その手紙を昨日脳内で作文していたのは楽しかった。それは次の一節をもつはずだった:知っての通りの自分の舌禍や思えば後悔ばかりの人交じり、ひとりひとりに許しを請うて回ることも叶わぬならば、今はただ、よく生きることのみ……よく生きて、よく生きることで、償っていくほかはない(と思っている)
忘れない
コリスのこと忘れんでね、と牛木はいった、富山湾、古志の松原。
忘れていた人が思い出すというのは感動的だ。トムハンクスのHEREという映画にも最後にその種の感動があった。古くはFinal Fantasy Ⅶというゲームでクラウドが偽の記憶を破って本当の自分を取り戻すさまに震えた。より感動を呼ぶこと少ない、地味な闘争が、そもそも忘れない、思い出し続けるということだ。

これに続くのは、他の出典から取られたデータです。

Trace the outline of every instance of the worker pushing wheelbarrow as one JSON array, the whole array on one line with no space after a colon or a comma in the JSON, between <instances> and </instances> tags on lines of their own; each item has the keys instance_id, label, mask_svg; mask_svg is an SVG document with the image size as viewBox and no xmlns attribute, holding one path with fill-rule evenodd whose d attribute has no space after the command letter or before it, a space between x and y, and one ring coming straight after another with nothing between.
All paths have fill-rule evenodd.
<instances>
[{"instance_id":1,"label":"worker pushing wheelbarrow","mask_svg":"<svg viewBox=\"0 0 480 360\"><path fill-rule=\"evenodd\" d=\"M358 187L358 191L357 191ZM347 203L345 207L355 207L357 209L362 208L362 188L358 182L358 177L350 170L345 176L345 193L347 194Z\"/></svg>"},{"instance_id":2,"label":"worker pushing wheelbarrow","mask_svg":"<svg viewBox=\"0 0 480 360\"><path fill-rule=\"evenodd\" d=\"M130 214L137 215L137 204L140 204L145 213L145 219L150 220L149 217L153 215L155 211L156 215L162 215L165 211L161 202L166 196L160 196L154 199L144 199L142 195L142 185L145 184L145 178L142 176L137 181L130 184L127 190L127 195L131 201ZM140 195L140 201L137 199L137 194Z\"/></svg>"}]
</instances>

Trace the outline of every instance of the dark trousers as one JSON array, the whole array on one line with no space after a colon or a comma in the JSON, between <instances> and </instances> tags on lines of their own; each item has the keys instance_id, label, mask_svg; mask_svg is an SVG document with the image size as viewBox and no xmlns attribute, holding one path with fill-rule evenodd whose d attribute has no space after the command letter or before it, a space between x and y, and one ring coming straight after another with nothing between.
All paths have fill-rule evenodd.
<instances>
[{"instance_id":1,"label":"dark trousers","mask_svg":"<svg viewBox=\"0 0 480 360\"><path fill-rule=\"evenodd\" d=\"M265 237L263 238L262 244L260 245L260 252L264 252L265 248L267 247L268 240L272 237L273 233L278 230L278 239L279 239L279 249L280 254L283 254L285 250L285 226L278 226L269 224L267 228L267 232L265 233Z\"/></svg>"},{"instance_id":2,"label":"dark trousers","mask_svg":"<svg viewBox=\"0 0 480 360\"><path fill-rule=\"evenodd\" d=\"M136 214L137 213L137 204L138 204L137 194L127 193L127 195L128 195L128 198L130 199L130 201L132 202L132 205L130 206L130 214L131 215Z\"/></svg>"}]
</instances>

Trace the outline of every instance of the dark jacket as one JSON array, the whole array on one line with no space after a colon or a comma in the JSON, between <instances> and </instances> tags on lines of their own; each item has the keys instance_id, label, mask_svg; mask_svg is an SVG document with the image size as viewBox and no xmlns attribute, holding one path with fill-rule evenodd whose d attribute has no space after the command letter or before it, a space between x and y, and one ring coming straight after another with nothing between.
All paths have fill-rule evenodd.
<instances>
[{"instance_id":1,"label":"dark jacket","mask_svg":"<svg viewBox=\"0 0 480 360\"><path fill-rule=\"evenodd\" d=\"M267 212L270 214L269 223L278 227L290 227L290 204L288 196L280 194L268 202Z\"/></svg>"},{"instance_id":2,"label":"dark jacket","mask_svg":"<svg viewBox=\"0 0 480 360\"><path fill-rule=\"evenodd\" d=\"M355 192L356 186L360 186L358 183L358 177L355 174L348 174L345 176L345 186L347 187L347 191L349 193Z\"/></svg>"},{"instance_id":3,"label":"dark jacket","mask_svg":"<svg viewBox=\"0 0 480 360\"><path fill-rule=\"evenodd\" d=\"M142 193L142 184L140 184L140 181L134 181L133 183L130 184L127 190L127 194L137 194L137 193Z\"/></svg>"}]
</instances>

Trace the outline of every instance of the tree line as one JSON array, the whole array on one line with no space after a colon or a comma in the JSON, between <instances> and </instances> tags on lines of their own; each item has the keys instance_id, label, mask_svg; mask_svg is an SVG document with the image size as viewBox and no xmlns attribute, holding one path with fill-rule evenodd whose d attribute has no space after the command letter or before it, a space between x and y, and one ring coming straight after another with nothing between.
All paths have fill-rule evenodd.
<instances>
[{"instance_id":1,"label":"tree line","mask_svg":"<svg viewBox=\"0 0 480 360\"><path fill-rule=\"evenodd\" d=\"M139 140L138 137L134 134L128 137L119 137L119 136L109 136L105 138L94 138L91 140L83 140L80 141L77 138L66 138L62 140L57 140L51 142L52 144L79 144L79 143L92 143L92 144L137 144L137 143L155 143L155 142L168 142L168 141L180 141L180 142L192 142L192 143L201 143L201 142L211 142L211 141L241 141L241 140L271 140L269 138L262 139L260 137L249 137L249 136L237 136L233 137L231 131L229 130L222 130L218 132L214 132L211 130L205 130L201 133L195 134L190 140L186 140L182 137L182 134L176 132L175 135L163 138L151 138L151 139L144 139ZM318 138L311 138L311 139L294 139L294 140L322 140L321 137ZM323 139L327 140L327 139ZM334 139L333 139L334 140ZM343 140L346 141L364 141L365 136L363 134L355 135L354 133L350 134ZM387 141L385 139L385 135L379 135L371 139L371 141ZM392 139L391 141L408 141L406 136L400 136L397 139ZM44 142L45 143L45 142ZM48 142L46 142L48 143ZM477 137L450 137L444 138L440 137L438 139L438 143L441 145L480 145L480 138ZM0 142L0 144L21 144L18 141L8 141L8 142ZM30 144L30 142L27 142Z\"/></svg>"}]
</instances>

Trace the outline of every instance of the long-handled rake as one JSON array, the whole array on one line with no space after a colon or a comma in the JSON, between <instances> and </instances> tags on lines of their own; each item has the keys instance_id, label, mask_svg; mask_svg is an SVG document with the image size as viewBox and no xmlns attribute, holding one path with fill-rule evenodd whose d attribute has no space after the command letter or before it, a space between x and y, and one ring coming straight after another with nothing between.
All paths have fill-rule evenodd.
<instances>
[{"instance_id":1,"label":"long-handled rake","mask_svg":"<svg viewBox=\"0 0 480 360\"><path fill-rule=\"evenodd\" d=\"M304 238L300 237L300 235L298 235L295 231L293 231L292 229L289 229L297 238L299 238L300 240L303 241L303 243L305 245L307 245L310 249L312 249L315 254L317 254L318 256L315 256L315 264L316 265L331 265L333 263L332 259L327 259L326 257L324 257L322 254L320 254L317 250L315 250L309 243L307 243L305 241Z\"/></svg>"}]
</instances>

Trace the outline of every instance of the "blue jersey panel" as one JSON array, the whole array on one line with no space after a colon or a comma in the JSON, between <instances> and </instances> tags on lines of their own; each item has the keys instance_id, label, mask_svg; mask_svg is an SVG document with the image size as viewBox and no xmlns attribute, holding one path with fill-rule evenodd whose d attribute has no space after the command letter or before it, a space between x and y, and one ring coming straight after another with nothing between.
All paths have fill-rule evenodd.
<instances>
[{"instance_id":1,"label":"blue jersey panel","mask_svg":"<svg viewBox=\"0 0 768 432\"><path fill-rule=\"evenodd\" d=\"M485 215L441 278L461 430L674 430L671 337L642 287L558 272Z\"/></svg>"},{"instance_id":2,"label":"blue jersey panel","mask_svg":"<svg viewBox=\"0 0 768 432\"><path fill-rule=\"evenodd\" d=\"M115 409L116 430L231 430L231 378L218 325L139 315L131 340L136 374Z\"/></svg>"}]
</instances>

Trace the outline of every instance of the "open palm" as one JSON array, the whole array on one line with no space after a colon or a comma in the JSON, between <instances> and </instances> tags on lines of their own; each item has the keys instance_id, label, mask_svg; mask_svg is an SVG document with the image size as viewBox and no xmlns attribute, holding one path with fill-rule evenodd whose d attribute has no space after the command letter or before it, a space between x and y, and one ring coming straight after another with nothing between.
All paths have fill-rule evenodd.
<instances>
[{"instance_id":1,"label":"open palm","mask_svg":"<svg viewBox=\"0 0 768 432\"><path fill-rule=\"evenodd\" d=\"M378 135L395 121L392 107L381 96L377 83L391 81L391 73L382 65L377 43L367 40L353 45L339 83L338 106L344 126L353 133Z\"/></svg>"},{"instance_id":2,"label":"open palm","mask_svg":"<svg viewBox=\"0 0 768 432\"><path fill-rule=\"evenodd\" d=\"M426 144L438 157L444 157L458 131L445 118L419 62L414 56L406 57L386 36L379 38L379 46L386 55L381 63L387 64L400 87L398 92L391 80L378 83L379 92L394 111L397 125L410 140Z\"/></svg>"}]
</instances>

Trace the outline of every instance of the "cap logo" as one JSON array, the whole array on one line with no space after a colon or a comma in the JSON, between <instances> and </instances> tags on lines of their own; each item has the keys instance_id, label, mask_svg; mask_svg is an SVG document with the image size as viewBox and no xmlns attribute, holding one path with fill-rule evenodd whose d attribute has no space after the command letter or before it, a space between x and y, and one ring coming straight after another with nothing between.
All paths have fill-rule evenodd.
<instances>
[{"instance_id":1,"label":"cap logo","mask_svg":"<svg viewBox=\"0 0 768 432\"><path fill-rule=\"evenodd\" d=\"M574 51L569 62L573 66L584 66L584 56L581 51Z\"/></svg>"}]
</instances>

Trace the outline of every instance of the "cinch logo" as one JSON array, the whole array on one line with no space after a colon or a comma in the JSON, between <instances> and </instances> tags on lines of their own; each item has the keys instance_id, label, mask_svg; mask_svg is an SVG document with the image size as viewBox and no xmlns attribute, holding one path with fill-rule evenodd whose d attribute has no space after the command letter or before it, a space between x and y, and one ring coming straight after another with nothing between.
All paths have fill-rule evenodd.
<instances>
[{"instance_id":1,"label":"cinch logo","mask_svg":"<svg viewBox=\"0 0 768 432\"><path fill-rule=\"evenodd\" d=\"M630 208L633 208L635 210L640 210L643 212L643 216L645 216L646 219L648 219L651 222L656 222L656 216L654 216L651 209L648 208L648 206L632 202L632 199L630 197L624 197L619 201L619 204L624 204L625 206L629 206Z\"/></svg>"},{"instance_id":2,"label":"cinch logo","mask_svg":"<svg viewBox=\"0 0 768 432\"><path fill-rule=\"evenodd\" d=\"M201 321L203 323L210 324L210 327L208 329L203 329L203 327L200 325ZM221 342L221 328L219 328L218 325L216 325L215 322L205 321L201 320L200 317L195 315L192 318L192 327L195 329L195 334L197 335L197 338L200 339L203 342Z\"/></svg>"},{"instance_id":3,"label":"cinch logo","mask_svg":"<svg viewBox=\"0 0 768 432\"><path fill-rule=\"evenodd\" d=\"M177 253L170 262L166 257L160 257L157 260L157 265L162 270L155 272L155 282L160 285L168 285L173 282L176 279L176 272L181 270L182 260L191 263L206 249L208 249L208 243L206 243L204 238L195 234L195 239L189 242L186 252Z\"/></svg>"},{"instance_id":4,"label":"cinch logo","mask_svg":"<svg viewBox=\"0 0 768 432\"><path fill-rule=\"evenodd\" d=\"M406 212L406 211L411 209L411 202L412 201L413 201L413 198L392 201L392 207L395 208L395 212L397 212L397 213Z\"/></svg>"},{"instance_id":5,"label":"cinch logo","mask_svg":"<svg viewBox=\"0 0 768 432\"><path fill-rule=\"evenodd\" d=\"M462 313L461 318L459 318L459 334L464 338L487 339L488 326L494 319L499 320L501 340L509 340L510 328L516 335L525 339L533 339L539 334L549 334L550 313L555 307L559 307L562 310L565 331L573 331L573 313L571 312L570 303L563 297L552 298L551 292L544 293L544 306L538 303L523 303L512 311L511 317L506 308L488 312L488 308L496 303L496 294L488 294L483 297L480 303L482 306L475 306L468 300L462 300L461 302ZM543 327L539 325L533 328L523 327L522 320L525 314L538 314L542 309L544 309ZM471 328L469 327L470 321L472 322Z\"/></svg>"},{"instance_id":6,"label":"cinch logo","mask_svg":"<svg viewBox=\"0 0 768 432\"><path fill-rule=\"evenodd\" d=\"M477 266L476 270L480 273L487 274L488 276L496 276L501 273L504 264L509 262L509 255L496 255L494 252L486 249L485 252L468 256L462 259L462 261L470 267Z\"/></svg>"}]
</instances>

忘れないでくれ、と他人から言われたことが何かあったろうか。あったのかも知れない。覚えていない。この未来には持ち越さなかった。約束は守られなかったのだ。だが少女牛木が、古志の松原で、私に云った、コリスのこと忘れんでねという約束は、それから30年、私はどうやら、この未来に持ち越したと言っていい、もうコリスと呼ばれたリスの人形の形姿は忘れてしまったが、その名のそういうものがあったということ、熊谷に帰っても次の夏休みまた会う日まで覚えていてくれときみが言ったこと(その富山弁の抑揚まで)私は忘れなかった。忘れずにここまで生きてきた。
私はさしずめ、今ある何を、次の未来へ持ち越そうか。たとえばそう、今から20年後のわたくしに(私は私に、何を忘れるなと、いおうか。私は私に、何を忘れないと、誓うのか)
さしあたり、忘れたくないな、私の猫がいたこと。私の猫。その鎮魂に失敗し続けている猫。その名を聖別している猫。私の猫。わたしのねこ。
それから、オデッサの、私たちの猫、白猫のカズャーヴァのことも、忘れたくないな。忘れないというのは、その日、その幹のひま、姉らしき色、きみはありにし、君の名も目の色もふわふわ感も爪たてたときの痛みも、覚えているということだ。今あるこの強度で。
結びに・・
何を話しても結局はそこへ逢着してしまうのだが、
そうして自分は、ときの、あらゆる癒し、宥める、ときのちからに抗って、この瞋恚と、憎悪を、未来に持ち越さねばならぬのだろうな、と思っている。みんな許す。みんな忘れる。すごい国だ。大きくて強い。必ずまた台頭してくる。ビジネスがはじまるよ。おかねもうけだ。みんなでゆたかになろう! だが私はすみっこで冷眼している。忘れてねえぞ。
ДЕТИと書かれていた。
ロシア語は呪われろ。дети(children)と発語するとき、そのたびに、思い出せ、マリウポリドラマシアター、貴様らのしてきたことを。